I’m exploring CrateDB and found that it supports downsampling using DATE_BIN
and the LTTB algorithm. However, I couldn’t find direct support for materialized views where the results are stored in a table for efficient querying.
I came across an integration with dbt (link), but it seems dbt itself doesn’t support materialized views for CrateDB.
Given that many time-series databases offer materialized views, is there a recommended approach to achieve similar functionality in CrateDB? Any best practices or workarounds to persist aggregated/query results for faster access?
Thanks in advance!
1 Like
Hi Dennis,
Materialized views are in the roadmap,
in the meanwhile using dbt incremental models with the delete+insert
strategy is something that works, you may have been put off by the mention of “delete”, it is only records that need to be updated that are deleted before new versions are inserted, not all the historical data you already have in the table.
Another way to incrementally materialize results is using scheduled jobs to run appropriate INSERT .. SELECT … FROM … ON CONFLICT … DO UPDATE … commands. See Continuous Aggregates for an example.
1 Like
Thanks for your prompt response, Hernanc.
Could you please have a look into the below clarifications:
- We are considering an on-premise CrateDB deployment. In this case, can we integrate dbt Core with an incremental model as a solution?
- Does on-premise CrateDB support automation or scheduled jobs?
- Regarding data retention policies, I understand that there is no out-of-the-box support, and we would need to integrate third-party tools like Apache Airflow to manage retention. Could you confirm if this understanding is correct?
2 Likes
Hi Hernan,
Has this feature been released yet?
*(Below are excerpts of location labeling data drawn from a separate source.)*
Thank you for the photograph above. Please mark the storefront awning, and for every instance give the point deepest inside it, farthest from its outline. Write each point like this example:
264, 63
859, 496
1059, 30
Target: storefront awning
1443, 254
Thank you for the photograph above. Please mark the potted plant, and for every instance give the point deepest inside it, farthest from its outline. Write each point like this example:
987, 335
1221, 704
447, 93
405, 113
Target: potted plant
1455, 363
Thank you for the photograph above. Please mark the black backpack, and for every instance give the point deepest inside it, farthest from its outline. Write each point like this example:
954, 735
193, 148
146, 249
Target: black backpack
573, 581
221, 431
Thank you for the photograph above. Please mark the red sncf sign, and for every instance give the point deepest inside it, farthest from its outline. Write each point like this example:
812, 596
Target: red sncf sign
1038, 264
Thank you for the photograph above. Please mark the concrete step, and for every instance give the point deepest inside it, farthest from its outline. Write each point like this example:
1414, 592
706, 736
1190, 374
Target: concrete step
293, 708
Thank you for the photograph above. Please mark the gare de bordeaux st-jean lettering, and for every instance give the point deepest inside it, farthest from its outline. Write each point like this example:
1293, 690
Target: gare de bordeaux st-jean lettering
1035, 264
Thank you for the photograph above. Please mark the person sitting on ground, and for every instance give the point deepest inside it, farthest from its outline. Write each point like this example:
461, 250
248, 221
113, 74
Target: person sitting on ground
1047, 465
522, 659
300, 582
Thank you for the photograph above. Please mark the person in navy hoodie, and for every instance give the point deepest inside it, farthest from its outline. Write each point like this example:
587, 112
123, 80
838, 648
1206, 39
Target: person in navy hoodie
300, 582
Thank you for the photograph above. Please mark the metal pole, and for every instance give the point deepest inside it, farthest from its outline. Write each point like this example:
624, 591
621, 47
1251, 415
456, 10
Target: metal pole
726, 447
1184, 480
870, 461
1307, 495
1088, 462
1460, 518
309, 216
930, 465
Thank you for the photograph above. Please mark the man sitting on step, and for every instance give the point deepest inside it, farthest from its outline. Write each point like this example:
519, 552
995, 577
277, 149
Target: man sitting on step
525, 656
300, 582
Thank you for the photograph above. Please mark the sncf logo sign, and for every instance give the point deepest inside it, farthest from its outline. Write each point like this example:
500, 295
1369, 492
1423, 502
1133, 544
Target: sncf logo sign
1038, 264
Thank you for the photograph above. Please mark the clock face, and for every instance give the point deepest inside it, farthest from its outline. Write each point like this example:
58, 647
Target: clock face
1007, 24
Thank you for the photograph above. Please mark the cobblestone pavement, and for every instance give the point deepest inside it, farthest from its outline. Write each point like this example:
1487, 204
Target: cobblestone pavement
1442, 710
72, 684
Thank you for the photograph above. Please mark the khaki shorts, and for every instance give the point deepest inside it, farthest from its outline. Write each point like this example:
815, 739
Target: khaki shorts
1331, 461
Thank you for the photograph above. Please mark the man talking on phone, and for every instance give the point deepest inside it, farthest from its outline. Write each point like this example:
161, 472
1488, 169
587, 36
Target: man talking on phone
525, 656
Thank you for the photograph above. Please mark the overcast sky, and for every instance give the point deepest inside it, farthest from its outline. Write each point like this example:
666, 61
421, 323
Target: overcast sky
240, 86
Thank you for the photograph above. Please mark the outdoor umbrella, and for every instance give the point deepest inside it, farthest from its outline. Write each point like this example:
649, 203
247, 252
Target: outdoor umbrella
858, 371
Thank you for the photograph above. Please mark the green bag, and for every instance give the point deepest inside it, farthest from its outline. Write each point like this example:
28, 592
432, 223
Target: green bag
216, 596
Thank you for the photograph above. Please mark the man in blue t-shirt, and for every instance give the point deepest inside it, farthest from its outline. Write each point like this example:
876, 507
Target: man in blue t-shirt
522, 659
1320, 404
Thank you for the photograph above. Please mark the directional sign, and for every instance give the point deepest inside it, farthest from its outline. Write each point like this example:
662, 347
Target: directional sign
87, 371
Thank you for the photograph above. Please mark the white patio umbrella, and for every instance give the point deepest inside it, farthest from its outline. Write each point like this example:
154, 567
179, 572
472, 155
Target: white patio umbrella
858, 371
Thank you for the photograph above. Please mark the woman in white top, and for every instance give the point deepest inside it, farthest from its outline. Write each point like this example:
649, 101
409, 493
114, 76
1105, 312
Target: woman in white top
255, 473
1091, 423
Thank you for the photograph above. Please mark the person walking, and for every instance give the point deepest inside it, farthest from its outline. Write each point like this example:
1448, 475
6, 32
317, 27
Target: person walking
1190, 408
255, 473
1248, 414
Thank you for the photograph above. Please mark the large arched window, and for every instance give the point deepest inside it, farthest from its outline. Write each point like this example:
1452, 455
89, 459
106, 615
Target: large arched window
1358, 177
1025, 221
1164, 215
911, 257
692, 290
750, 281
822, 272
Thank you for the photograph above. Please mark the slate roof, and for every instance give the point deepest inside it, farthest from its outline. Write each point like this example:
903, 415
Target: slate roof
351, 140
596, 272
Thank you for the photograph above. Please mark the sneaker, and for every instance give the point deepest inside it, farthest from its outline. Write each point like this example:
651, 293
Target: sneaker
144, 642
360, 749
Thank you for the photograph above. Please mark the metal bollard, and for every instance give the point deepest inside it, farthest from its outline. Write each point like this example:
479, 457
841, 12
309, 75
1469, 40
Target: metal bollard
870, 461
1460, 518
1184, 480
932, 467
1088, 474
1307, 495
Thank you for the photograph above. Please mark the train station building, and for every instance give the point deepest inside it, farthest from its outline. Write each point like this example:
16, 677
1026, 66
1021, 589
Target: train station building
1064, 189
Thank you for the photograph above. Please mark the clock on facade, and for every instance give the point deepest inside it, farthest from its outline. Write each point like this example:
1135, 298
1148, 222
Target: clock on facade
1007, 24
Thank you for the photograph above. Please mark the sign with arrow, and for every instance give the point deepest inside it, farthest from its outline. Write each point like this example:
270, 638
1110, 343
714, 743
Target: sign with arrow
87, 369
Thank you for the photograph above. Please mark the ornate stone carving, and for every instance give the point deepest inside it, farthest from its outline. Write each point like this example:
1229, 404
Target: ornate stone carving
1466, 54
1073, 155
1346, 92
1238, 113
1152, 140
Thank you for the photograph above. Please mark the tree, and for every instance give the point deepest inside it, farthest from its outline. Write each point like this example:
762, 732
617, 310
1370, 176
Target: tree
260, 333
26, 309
If not, is there an estimated timeline for when it might be available?
Thanks
Hi,
Foundation work for materialized views has been done, but we do not have an ETA for the full feature to be released yet.
At the moment, using scheduled jobs or a external tool like dbt, as discussed above, is the way to go.
I can also recommend other tools if you prefer an alternative to dbt.
In general we see with many companies using CrateDB that doing the incremental updates in existing pipelines works well, as people often already have some tooling for transforms or stream processing anyway.